World: Historic USD 650 billion SDR allocation by IMF provides welcome liquidity support for many emerging markets
The Board of Governors of the IMF approved a general allocation of Special Drawing Rights (SDR) – an international reserves asset created by the IMF – equivalent to USD 650 bn (about SDR 456 bn). This is by far the largest SDR allocation in the history of the IMF. The SDR allocation will become effective on 23 August this year. The newly created SDRs will be credited to IMF members in proportion to their existing quotas in the IMF. About 42.2% (around USD 275 bn) will be allocated to emerging markets, of which 3.2% will go to low-income countries. The remainder will be allocated to advanced economies. The IMF is currently discussing with richer countries possible options for voluntarily transferring their SDR allocation to poorer countries. One option being to transfer their SDRs to the IMF’s Poverty Reduction and Growth Trust (PRGT) that provides concessional loans to poorer countries. That concessional support is currently interest free but has to be reimbursed and is attached to conditionality, unlike SDR allocation.

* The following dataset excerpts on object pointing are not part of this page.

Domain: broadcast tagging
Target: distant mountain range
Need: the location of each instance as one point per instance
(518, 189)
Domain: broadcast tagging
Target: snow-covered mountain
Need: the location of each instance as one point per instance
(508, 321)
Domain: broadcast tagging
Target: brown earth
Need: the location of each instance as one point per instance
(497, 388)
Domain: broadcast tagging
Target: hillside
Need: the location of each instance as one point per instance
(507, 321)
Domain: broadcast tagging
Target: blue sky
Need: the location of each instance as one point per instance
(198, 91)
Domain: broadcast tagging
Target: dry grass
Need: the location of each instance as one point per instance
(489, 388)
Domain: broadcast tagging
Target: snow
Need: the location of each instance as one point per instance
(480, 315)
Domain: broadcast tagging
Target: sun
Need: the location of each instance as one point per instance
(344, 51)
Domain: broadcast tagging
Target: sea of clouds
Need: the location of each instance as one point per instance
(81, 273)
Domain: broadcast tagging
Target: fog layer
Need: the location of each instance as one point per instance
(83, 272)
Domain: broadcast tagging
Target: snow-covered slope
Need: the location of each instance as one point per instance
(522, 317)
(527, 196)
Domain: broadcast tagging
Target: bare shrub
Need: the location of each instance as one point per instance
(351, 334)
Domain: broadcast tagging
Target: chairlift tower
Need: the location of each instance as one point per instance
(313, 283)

This historic SDR allocation is going to boost recipient countries’ liquidity, as they will be able to exchange their SDRs for hard currencies with other IMF members. The allocation will therefore also boost gross foreign exchange reserves without creating new external debt. As there is no conditionality attached, IMF members are free to use their allocation as they wish (e.g. to acquire vaccines, pay back external debt, support their economy or stem exchange rate depreciation).
This is a very welcome news for countries that are still struggling with the impact of the Covid-19 crisis. Since the outbreak of the Covid-19 pandemic, the liquidity position of many countries has indeed deteriorated despite the strong support of international financial institutions such as the IMF and the World Bank. In particular, the gross foreign exchange reserves of some countries – a key input of Credendo’s short-term political risk classifications – decreased sharply between end 2019 and March 2021: e.g. Malawi (-51%), Bolivia (-50%), Turkey (-41%), Belarus (-40%), Lebanon (-40%), Sri Lanka (-33% from end 2019 to January 2021), Algeria (-29%), Ethiopia (-25%), Botswana (-22%), Kenya (-15%), Argentina (-15%) and Egypt (-14%).
Higher liquidity buffers would also help countries to withstand a possible tightening of the financial conditions, which could be driven among others by a tightening of the currently very loose monetary policy by a major central bank or higher investor risk aversion. For the moment, global financial conditions remain very favourable. As a result, many countries are still able to issue bonds on the international financial markets at very favourable conditions. However, any tightening of the global financial conditions would inevitably dampen access to the financial market, lead to capital outflows from emerging markets and, hence, increase pressure on liquidity.